У меня есть планы продюсирования кино, но все-таки я хочу снимать сам. Какое-то время держал паузу. Дело было не в том, что нет организационной базы или денег для съемок, все это не проблема. Гораздо большая сложность в том, что в кино сегодня сильнейшая конкуренция. Причем конкурировать приходится не с русскими или украинскими фильмами, а с американскими. Только в таких условиях может возникнуть что-то хорошее. Оно и появляется — «9 рота», например. Нравится она или не нравится, но это картина, которую посмотрело огромное количество народа. К тому же это серьезный фильм, а не дешевая мелодрамка или компьютерный фильм про марсиан.
— Есть какая-то общая идея, объединяющая ваши фильмы?
— Считаю, что в кино и искусстве вообще важны в первую очередь настоящие эмоции и чувства. Если между двумя персонажами идет сухой разговор, то это будет научный диспут. А если между ними проходят нити нервов и эмоций, это уже искусство. В первую очередь надо все выражать не головой, а сердцем. Самое лучшее, когда зритель смотрит вашу работу, и она отпечатывается у него не только в глазу, а откладывается глубже, чтобы потом пошла внутренняя работа. Позже, не во время просмотра.
— Почему вы не приглашаете сниматься актрису Галину Волчек?
— Ролей для нее пока не было в тех фильмах, которые снимал. Я не против пригласить маму, даже очень «за».
— А кому вы можете доверить идею на апробацию?
— Сама по себе идея ничего не стоит. Смысл кино только в сюжете. А как из идеи сделать сюжет, могут сказать только очень немногие профессионалы. Родившуюся у тебя мысль нужно отдавать сценаристу. Он или придумает историю, либо скажет, что из этого ничего не выйдет.

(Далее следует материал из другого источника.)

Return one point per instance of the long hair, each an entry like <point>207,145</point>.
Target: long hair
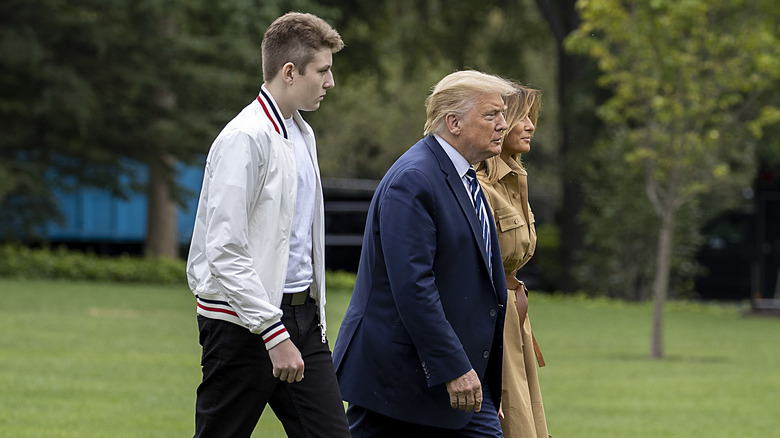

— Готовые сценарии вы на ком проверяете?
— Маме отдаю читать и жене Кате. Правда, когда есть сценарий, а он минимум полгода пишется, ты уже и сам понимаешь, то это или нет. Хотя у меня были случаи, когда мы по сто страниц могли написать и только потом сообразить, что это тупик. В творчестве лучше меньше советоваться, это мало что дает, только неуверенность. Уж лучше ошибайся, но — сам.